A tiny, bipedal robot that combines muscle tissue with artificial materials can walk and turn by contracting its muscles.

While biohybrid robots that crawl and swim have been built before with lab-grown muscle, this is the first such bipedal robot that can pivot and make sharp turns. It does this by applying electricity to one of its legs to make the muscle contract, while the other leg remains anchored. The muscle acts as a biological actuator – a component that converts electrical energy into mechanical force.

At the moment, the robot, which is only 3 centimetres tall, cannot support itself in air and has a foam buoy to help it stand up in a water tank. The muscles are grown from rat cells in a laboratory.

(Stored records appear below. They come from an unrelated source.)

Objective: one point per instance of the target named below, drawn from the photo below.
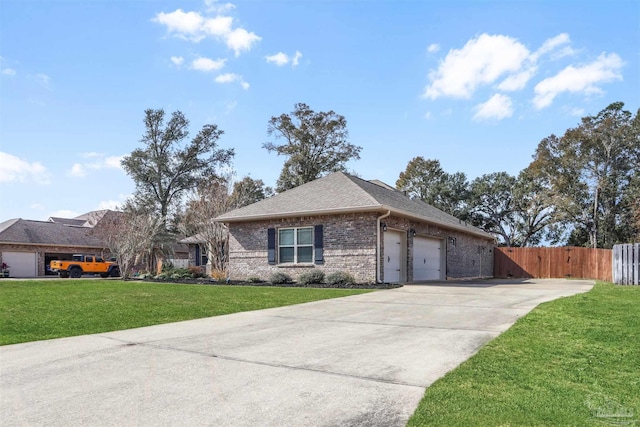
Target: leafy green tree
(315, 144)
(167, 167)
(491, 206)
(427, 181)
(593, 171)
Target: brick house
(367, 228)
(28, 246)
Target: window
(295, 245)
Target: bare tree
(210, 200)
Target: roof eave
(443, 224)
(316, 212)
(375, 208)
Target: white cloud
(497, 107)
(279, 59)
(296, 59)
(110, 204)
(214, 6)
(518, 81)
(99, 161)
(219, 26)
(481, 61)
(187, 25)
(551, 44)
(578, 112)
(231, 78)
(113, 162)
(282, 58)
(194, 26)
(241, 39)
(496, 60)
(77, 170)
(206, 64)
(584, 79)
(14, 169)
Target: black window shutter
(271, 245)
(318, 245)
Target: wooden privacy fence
(626, 264)
(547, 263)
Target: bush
(280, 278)
(313, 276)
(340, 278)
(196, 272)
(218, 275)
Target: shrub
(196, 272)
(340, 278)
(279, 278)
(313, 276)
(219, 275)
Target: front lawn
(571, 362)
(43, 309)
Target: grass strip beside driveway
(571, 362)
(35, 310)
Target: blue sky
(475, 85)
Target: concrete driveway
(363, 360)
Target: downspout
(378, 262)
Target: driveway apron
(363, 360)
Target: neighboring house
(28, 246)
(367, 228)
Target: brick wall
(350, 245)
(466, 255)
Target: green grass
(44, 309)
(570, 362)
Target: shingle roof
(339, 193)
(67, 221)
(46, 233)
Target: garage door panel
(21, 264)
(427, 258)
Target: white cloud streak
(497, 107)
(15, 169)
(193, 26)
(232, 78)
(281, 59)
(583, 79)
(206, 64)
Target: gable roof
(24, 231)
(343, 193)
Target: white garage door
(21, 264)
(427, 258)
(392, 251)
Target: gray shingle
(340, 192)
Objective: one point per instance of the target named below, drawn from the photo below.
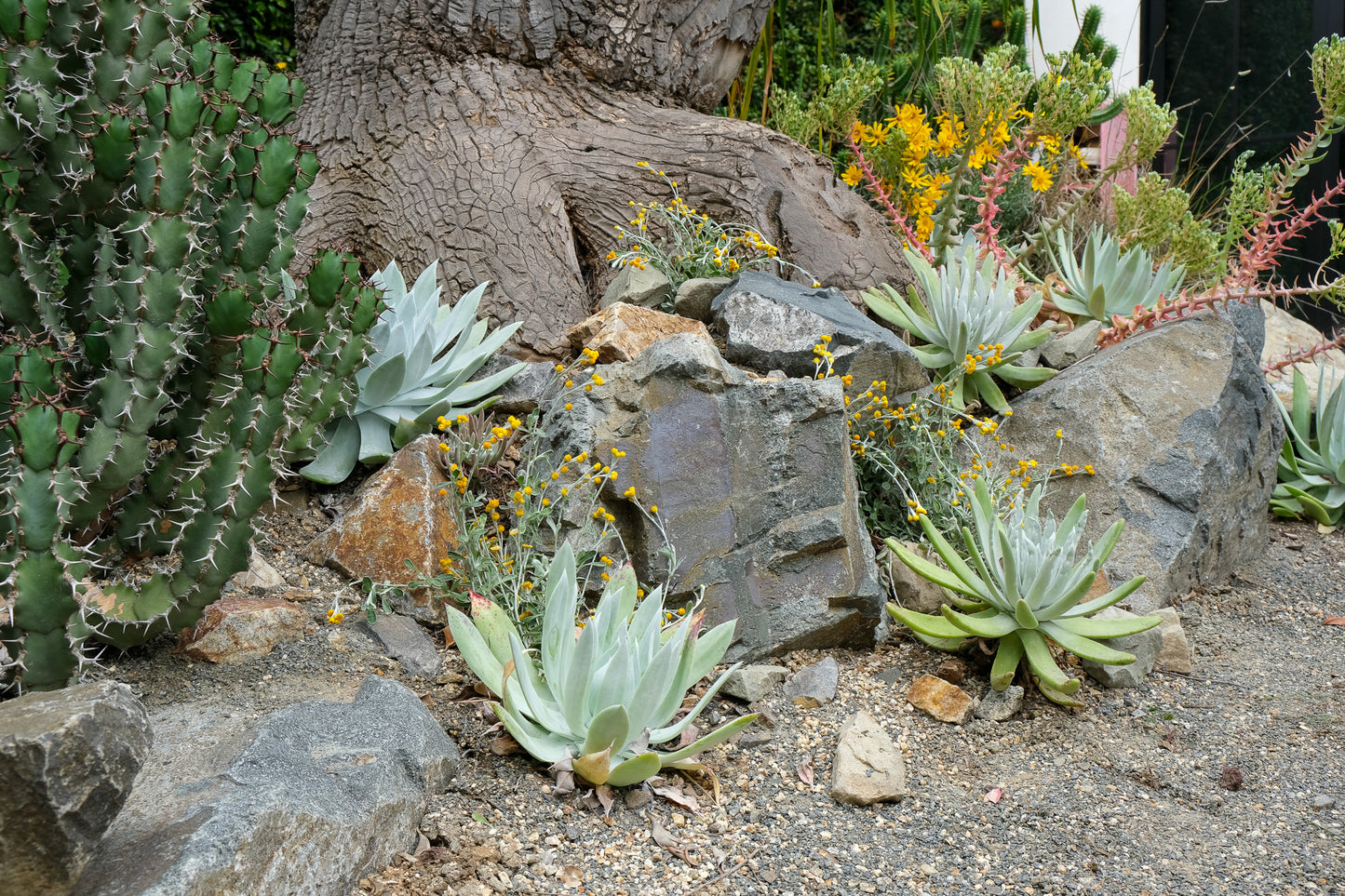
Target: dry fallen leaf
(604, 796)
(674, 791)
(504, 745)
(671, 844)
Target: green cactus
(153, 347)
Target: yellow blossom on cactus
(1039, 175)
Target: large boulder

“This is still basic research,” says team member Shoji Takeuchi at the University of Tokyo, Japan. “We are not at the stage where this robot itself can be used anywhere. To make it work in the air, many more related issues would need to be solved, but we believe it can be done by increasing the muscular strength.”

The robot is still extraordinarily slow by human standards, moving just 5.4 millimetres per minute. It also takes over a minute to turn 90 degrees, with an electric stimulation every 5 seconds.

Takeuchi hopes the team can make the robot faster by optimising the pattern of electrical stimulation and improving the design.

“The next step for the biohybrid robot would be to develop a version with joints and additional muscle tissues for more sophisticated walking capabilities,” he says. “Thick muscles would also need to be built to increase strength.”

To walk in air rather than water, the robot would also need a nutrient supply system to keep the muscle tissue alive.

The biohybrid robot containing muscle tissue, standing in a tank of water

Shoji Takeuchi research group, University of Tokyo (CC-BY SA)

Victoria Webster-Wood at Carnegie Mellon University in Pennsylvania says the study is an interesting proof of concept for biohybrid robots.

“These types of biohybrid robots are useful tools for studying engineered muscle tissue and investigating how to control biological actuators,” says Webster-Wood. “As the force and control capabilities advance through this type of scientific research, the ability to apply these actuators to more complex robots will increase.”